Asked whether the Army was preparing another brigade to take over for the 172nd in case the intended improvements in Baghdad are not achieved by mid-December, Rumsfeld said he could make no promises.
“I wish I had a magic wand and the power to say yes. I don’t,” he said. “I will do everything in the world I can do to see that they are not extended beyond the 120 days.”
Reporters, including five who traveled with Rumsfeld from Washington, D.C., were not permitted to cover his meeting with the family members, which lasted about an hour. But a wife who made a videotape of the event showed it to reporters afterward.

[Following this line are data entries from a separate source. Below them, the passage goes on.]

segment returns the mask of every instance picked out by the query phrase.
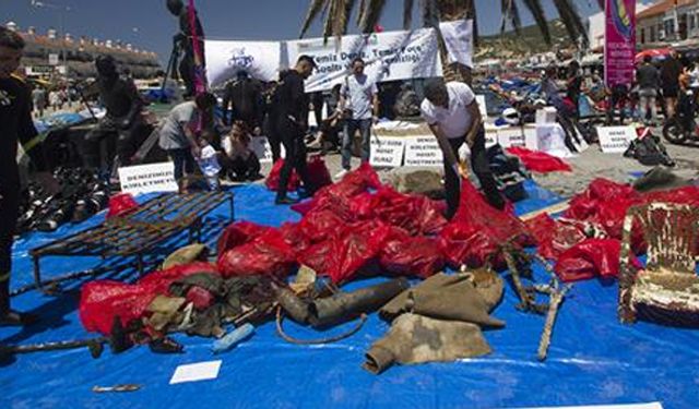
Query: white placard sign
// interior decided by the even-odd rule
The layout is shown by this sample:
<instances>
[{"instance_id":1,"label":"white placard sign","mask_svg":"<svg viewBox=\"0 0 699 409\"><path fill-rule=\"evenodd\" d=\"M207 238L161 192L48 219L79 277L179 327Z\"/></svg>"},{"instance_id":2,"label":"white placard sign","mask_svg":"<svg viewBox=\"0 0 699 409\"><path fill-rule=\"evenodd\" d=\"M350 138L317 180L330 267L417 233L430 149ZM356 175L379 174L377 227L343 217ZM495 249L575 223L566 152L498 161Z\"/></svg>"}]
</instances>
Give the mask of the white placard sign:
<instances>
[{"instance_id":1,"label":"white placard sign","mask_svg":"<svg viewBox=\"0 0 699 409\"><path fill-rule=\"evenodd\" d=\"M498 143L503 148L525 146L524 130L521 127L500 128L498 129Z\"/></svg>"},{"instance_id":2,"label":"white placard sign","mask_svg":"<svg viewBox=\"0 0 699 409\"><path fill-rule=\"evenodd\" d=\"M637 137L633 127L599 127L600 147L605 154L623 154Z\"/></svg>"},{"instance_id":3,"label":"white placard sign","mask_svg":"<svg viewBox=\"0 0 699 409\"><path fill-rule=\"evenodd\" d=\"M384 32L287 41L288 63L301 55L313 57L317 69L306 81L306 92L332 89L350 73L352 60L366 62L366 74L376 82L426 79L441 75L439 46L434 28ZM209 49L206 49L209 52Z\"/></svg>"},{"instance_id":4,"label":"white placard sign","mask_svg":"<svg viewBox=\"0 0 699 409\"><path fill-rule=\"evenodd\" d=\"M442 166L443 154L435 136L413 136L405 141L405 166Z\"/></svg>"},{"instance_id":5,"label":"white placard sign","mask_svg":"<svg viewBox=\"0 0 699 409\"><path fill-rule=\"evenodd\" d=\"M260 164L271 164L272 163L272 146L270 145L270 141L266 136L253 136L250 139L250 147L252 152L257 155L258 159L260 159ZM281 146L281 155L282 157L286 156L284 151L284 145Z\"/></svg>"},{"instance_id":6,"label":"white placard sign","mask_svg":"<svg viewBox=\"0 0 699 409\"><path fill-rule=\"evenodd\" d=\"M478 103L478 110L481 117L485 120L488 118L488 104L486 103L485 95L476 95L476 103Z\"/></svg>"},{"instance_id":7,"label":"white placard sign","mask_svg":"<svg viewBox=\"0 0 699 409\"><path fill-rule=\"evenodd\" d=\"M398 168L403 164L405 137L371 137L369 164L379 168Z\"/></svg>"},{"instance_id":8,"label":"white placard sign","mask_svg":"<svg viewBox=\"0 0 699 409\"><path fill-rule=\"evenodd\" d=\"M498 144L498 129L497 128L485 128L485 147L495 146Z\"/></svg>"},{"instance_id":9,"label":"white placard sign","mask_svg":"<svg viewBox=\"0 0 699 409\"><path fill-rule=\"evenodd\" d=\"M536 139L538 151L559 158L572 156L570 149L566 146L566 131L558 124L536 125Z\"/></svg>"},{"instance_id":10,"label":"white placard sign","mask_svg":"<svg viewBox=\"0 0 699 409\"><path fill-rule=\"evenodd\" d=\"M538 136L536 125L524 125L524 147L530 151L538 151Z\"/></svg>"},{"instance_id":11,"label":"white placard sign","mask_svg":"<svg viewBox=\"0 0 699 409\"><path fill-rule=\"evenodd\" d=\"M119 168L119 182L125 193L177 192L175 164L139 165Z\"/></svg>"},{"instance_id":12,"label":"white placard sign","mask_svg":"<svg viewBox=\"0 0 699 409\"><path fill-rule=\"evenodd\" d=\"M282 65L280 41L204 41L206 80L210 86L223 85L239 71L261 81L274 81Z\"/></svg>"}]
</instances>

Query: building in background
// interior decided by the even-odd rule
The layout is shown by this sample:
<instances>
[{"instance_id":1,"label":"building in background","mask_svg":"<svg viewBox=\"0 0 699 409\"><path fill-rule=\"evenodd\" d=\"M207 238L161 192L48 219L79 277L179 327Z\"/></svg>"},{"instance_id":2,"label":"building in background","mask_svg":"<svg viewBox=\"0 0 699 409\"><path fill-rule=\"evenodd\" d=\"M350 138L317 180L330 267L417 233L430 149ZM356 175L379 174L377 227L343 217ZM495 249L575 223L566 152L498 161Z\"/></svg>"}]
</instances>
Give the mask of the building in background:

One wife asked Rumsfeld why the 172nd was doing house-to-house searches in Baghdad instead of the kinds of combat operations they are trained to perform. Rumsfeld disputed her assertion, saying that 95 percent of the house-clearing operations are being done by Iraqi troops.
In an interview during his flight to Fairbanks, Rumsfeld said he saw no reason for the soldiers or their families to be angry at him.
“I don’t put it in that context,” he said. “These people are all volunteers. They all signed up. They all are there doing what they’re doing because they want to do it. They’re proud of what they do. They do it very, very well.”
Asked why reporters would not be permitted to cover his meeting with the family members, Rumsfeld at first replied, “I don’t have any idea. I haven’t addressed the subject.” Later he said he makes it a practice to make all family meetings private.
A newly formed Alaska chapter of the Military Families Speak Out group issued a statement in Fairbanks saying it would make a public call for the Bush administration to bring home the 172nd and all other U.S. troops. It quoted Jennifer Davis, of Anchorage, whose husband is a member of the 172nd.
“I am totally frustrated, disappointed and heartbroken,” she said in the statement. “Just when I thought we were going to be able to resume a ‘normal’ life and when I thought the nightmare was over, the nightmare was extended.”